Now that we’re closing in on the end of the quarter, and for many organizations the end of the fiscal year, let’s take a moment to reflect on our marketing results. Looking back at everything you did, what would you say made the biggest impact on financial results? How do you know?

Yes, this is a loaded question, and it’s getting harder to answer. For many of our clients, 2013 saw a shift away from marketers focusing exclusively on demand creation toward more balanced support for reputation, sales enablement and market intelligence objectives, along with demand creation. Many of these efforts involved account-based work such as helping sales source demand in target accounts and providing post-sale customer experience support. In 2014, this shift will accelerate, as non-demand-creation activity becomes an accepted part of marketing’s charter. Even for companies that focus mainly on demand creation, there’s change: We see a shift to maintaining marketing involvement way before and long after the lead goes to sales, based on customer preference for continued online interactions.

That’s where my loaded question comes in. If you made a shift to deliver marketing support for a broader set of activities that do not result in new leads, but still help with important goals like sales productivity, cross-sell or upsell, and customer retention, has your measurement model kept up? If you are mainly focused on measuring demand creation, are you painting the complete picture of marketing’s contributions at all stages of the buyer’s journey?

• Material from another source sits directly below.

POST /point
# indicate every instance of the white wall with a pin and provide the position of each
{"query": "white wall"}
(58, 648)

Nothing kills a smart program faster than using the wrong metrics to show its impact. Sadly, we see a lot of marketers still trying to apply the wrong measures to tell the full story of their impact on results.

There are two things you can do to update marketing measurement to reflect the function’s new charter.

First, stop attempting to tie a single marketing tactic to a revenue outcome. When we know multiple activities are involved before someone buys, why do we continue to make an over-simplified link from single tactic to revenue? It just doesn’t make sense. Even worse, it causes marketers to over-simplify their understanding of what’s helping – in favor of whichever tactic is tagged to an opportunity or an intuition-based weighting system.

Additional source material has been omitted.